Jaclyn Grossman incarne une Lady Billows tranchante, impatiente, dont la seule vue inspire la répulsion, une sorte de Cruella inflexible pour qui tout est soit noir, soit blanc, en témoigne son costume. La voix est puissante et souple, le jeu sans fioritures. Vanessa Croome illumine cette production grâce à sa magnifique voix de soprano au timbre délicat et chatoyant, au phrasé subtil et à la projection très directe. Elle brille dans son rôle de Miss Wordsworth, jeune maîtresse d’école coquette et taquine qui n’hésite pas à folâtrer avec Mr. Gedge, joué par Zainen Suzuki. Lindsay Gable incarne une Florence Pike délicieusement détestable, avec une voix claire et un jeu efficace. Sébastien Comtois traîne le fardeau d’Albert Herring, le fils sage et un peu pataud qui rêve de s’émanciper. Au fil de l’opéra, sa voix s’ouvre et se libère au fur et à mesure qu’il brise sa coquille de jeune puceau. Le jeu de Diego Valdez, en Mr. Upfold, est aussi hilarant que son apparence de Mr. Monopoly.

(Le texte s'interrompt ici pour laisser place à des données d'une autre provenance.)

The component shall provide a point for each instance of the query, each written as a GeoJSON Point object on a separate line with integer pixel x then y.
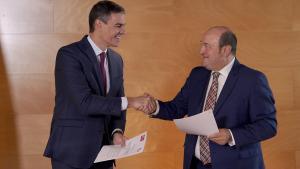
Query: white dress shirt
{"type": "Point", "coordinates": [224, 72]}
{"type": "Point", "coordinates": [97, 51]}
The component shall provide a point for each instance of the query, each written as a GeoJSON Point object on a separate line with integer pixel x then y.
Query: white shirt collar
{"type": "Point", "coordinates": [226, 70]}
{"type": "Point", "coordinates": [96, 49]}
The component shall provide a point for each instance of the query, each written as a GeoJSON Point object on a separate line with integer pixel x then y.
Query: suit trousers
{"type": "Point", "coordinates": [197, 164]}
{"type": "Point", "coordinates": [60, 165]}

Globalement, les acteurs sont toujours en mouvement, il n’y a aucun temps mort, aucun personnage figé et l’orchestre de treize musiciens dirigé par Andrew Bisantz est très réactif, participant aux effets comiques sans jamais tomber dans le cliché, dans un discours émaillé de nombreuses références musicales. Le seul bémol de cette production, tout de même de taille, est le manque de surtitres qui, cumulé à la diction imparfaite de certains chanteurs, nous enlève une bonne part de compréhension. L’essentiel est là, mais beaucoup de subtilités nous échappent.
Opera McGill peut se réjouir de cette production sans aucune mortalité qui nous permet d’apprécier l’œuvre de Britten avec un niveau, tant scénique que musical, très élevé. Nul doute que nous verrons bientôt certains protégés de Patrick Hansen fouler les planches de scènes prestigieuses. On en redemande !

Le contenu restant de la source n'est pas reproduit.